Your power dissipation depends only on drain current and
voltage. You can throttle a high-VT device to lower DC
current than a low-VT device. But neither, in any amplifier
that's trying to run that fast, will be at so low a current
density. Only static CMOS logic. And even there, in the
core / pipeline, very little sits still.
I have worked in technology with not one or two, but four
MOS VTs per species. Slow logic used the highest VT.
Even in some CMOS logic gates, when pressed for speed
I have used the "mid-VT" devices which are more akin to
a normal "low VT" in things like the internal clocked legs
of DFFs, tolerating the worse IDD in places where that
trade was worth it (400MHz, 3.3V CMOS - not an easy
play).
Low VT will give you more saturated operating range in
low voltage analog, somewhat. High VT might let you use
larger, better matching devices at low currents and low
frequencies (like your bias racks, if bias current is low).
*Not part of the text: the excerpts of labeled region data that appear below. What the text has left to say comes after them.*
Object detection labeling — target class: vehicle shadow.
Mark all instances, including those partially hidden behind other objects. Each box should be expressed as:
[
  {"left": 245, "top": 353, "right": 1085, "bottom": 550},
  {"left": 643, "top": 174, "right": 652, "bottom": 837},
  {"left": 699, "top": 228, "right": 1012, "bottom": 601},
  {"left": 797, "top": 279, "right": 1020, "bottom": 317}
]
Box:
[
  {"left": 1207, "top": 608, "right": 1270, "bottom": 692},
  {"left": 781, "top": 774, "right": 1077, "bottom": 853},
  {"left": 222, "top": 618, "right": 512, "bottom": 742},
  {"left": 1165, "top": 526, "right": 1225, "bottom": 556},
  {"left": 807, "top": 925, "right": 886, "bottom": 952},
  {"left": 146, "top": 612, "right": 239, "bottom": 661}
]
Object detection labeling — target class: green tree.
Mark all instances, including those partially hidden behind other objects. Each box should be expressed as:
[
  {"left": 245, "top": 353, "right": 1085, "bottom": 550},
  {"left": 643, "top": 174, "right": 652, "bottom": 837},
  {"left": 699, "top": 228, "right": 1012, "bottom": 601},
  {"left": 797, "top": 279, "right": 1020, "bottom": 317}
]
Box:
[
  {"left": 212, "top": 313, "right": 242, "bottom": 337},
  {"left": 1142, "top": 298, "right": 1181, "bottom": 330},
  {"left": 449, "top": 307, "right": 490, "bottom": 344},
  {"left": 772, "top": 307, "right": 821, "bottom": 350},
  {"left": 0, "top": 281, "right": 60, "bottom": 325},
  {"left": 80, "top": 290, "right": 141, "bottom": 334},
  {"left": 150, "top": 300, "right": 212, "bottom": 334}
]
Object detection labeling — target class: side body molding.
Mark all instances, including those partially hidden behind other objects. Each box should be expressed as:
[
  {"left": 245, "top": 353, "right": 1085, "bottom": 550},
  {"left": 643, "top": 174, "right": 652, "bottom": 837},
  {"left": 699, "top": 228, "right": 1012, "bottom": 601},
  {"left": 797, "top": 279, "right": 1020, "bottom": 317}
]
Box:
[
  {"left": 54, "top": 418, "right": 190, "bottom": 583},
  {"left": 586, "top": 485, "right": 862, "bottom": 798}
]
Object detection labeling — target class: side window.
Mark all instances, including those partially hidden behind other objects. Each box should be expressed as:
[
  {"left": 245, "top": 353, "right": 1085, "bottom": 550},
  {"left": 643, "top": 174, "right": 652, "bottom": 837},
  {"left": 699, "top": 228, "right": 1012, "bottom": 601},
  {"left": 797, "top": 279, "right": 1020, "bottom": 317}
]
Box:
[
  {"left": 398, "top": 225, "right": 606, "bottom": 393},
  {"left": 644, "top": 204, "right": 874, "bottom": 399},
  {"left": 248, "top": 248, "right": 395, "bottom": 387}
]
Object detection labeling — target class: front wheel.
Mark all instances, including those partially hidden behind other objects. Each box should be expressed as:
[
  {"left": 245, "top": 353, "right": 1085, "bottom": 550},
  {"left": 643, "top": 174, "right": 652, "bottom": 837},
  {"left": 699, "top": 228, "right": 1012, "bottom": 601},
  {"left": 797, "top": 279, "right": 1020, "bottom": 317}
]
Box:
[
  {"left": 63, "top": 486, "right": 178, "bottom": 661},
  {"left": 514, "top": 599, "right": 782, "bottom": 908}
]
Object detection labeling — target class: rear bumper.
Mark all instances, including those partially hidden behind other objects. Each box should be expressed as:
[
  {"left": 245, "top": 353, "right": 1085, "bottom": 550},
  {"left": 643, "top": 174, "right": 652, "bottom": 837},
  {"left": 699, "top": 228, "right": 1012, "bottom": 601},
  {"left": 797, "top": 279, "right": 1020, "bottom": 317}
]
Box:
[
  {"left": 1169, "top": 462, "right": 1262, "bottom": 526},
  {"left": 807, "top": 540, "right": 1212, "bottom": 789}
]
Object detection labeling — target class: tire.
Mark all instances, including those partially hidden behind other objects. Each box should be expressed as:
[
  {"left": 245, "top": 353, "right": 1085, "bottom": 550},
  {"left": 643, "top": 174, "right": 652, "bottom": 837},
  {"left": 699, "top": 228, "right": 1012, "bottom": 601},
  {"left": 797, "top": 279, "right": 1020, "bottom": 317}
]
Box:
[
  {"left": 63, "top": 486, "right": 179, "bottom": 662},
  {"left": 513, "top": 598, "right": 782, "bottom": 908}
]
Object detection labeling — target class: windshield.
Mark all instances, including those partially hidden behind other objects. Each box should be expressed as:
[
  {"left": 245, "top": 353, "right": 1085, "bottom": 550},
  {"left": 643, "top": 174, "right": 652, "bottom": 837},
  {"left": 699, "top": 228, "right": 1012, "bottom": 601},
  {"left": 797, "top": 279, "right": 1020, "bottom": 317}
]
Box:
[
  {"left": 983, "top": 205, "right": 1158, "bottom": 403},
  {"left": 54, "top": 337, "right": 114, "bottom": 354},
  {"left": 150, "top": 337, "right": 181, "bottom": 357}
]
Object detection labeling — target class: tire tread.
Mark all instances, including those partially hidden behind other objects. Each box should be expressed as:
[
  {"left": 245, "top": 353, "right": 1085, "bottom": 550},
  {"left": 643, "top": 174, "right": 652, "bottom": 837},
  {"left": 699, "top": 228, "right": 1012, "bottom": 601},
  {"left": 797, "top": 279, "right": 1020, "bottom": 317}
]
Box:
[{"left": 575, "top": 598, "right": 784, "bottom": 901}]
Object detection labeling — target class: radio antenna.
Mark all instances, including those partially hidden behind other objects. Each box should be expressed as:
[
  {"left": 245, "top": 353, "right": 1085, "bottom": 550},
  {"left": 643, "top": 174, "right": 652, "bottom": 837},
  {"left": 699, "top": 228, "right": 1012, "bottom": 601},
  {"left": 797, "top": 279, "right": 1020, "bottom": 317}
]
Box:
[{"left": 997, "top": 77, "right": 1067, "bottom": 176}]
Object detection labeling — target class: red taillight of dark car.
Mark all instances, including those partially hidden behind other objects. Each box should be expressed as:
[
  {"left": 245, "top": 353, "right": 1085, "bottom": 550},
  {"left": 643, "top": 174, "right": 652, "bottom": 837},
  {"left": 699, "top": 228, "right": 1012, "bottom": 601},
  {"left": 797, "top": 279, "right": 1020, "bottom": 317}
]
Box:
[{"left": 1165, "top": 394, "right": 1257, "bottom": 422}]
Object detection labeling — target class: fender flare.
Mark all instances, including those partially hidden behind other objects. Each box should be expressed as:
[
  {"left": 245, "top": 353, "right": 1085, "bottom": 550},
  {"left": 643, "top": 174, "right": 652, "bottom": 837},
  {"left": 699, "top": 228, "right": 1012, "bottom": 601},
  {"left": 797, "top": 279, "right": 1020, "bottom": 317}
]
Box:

You might choose to begin with standard (high) VT in
everything, and substitute low-VT where you run into
speed or headroom problems, reactively. I wouldn't try
to predict point-by-point, which to use ahead of any
analysis except for things where you know that either
max speed or min current is the overarching value. In
a mix, probably best to just pick a default and deal with
the exceptions as they are revealed.